= Gaston Mullegg =

Swiss sports official

Gaston Mullegg (24 August 1890 – 3 August 1958), also known as Mühlegg, was a Swiss sports official. He was the president of the Fédération Internationale des Sociétés d'Aviron (FISA), the International Rowing Federation, from 1949 or 1950 (sources differ) until his death.

Mullegg was born in 1890 in Murten, Switzerland. He had an interest for many sports but his passion was for rowing. As a rowing official, he was involved in organising the Olympic rowing competitions in Amsterdam (1928), Los Angeles (1932), Berlin (1936), London (1948), Helsinki (1952), and Melbourne (1956). He became president of FISA when he succeeded Rico Fioroni in 1949 or 1950.

Aged 64, Mullegg obtained a pilot's license. He was piloting a plane near the Parc de Mon Repos in Lausanne when the engine lost power. Mullegg was killed in the crash and his two passengers, French rowers Jean Méry and Louis Patricot, suffered serious injuries. He was survived by his wife and succeeded by Thomas Keller as president of FISA.

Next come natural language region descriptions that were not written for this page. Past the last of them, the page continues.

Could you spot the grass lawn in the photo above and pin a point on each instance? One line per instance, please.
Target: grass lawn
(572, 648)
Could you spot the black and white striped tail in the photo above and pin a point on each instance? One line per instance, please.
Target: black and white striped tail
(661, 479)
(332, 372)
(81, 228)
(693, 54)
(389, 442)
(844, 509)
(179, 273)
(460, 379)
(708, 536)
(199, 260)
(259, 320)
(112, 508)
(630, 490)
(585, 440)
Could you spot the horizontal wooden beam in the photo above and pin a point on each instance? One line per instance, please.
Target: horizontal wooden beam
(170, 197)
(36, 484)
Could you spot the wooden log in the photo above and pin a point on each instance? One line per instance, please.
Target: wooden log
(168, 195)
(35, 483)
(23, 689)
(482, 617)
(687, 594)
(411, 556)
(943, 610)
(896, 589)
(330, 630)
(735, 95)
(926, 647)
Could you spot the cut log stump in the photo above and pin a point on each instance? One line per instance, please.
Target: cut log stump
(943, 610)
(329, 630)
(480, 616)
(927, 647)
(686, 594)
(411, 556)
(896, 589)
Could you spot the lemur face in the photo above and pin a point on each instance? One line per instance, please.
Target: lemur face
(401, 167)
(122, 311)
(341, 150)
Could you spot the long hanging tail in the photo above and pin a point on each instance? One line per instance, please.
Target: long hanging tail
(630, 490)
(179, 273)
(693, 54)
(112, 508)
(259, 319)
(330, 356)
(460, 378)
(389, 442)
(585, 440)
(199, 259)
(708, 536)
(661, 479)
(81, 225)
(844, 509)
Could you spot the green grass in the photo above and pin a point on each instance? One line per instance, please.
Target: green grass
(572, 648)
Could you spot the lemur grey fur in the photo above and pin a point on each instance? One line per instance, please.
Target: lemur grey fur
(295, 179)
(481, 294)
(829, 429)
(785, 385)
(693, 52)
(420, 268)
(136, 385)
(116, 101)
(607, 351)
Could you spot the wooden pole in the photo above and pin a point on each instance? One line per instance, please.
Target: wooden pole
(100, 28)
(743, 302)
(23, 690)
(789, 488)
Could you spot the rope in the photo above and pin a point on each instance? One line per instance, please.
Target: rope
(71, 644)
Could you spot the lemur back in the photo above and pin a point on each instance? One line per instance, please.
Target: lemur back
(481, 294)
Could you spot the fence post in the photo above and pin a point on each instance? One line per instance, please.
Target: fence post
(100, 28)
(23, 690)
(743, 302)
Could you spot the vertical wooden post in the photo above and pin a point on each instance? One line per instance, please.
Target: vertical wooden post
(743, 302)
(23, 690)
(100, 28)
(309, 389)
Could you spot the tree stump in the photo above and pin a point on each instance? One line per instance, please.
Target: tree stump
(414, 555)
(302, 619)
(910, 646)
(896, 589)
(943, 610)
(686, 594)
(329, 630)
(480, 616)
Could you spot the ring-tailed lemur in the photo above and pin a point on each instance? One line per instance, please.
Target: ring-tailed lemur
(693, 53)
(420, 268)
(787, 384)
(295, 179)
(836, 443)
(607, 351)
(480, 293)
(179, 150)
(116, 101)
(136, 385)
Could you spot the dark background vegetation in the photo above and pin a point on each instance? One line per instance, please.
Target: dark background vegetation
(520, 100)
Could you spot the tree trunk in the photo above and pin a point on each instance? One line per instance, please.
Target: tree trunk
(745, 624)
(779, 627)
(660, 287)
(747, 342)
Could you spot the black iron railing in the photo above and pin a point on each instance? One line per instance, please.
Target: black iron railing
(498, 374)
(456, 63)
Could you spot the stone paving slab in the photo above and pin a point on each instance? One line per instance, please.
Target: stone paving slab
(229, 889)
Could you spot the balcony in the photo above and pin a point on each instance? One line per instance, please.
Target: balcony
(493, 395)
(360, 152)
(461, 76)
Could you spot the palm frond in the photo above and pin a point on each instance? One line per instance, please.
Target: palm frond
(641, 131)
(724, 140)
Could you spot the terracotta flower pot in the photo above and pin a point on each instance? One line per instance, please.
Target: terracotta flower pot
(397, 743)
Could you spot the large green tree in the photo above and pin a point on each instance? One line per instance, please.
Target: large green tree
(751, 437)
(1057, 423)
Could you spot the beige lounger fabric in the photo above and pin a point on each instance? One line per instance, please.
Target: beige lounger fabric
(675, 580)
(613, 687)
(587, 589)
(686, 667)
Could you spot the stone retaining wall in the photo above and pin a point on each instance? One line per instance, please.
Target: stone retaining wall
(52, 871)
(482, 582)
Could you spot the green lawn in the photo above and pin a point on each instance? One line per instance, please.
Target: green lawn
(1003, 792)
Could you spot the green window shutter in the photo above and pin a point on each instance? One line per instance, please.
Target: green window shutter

Mullegg is credited with conceiving the idea of having World Rowing Championships. The first world championships had been planned for 1958 in Philadelphia but at the FISA congress in 1957, the Americans withdrew from organising the event. Work on contingency plans stopped when Mullegg died. At the FISA congress in November 1958, it was agreed that world championships would proceed and the inaugural World Rowing Championships were held in 1962 in Lucerne.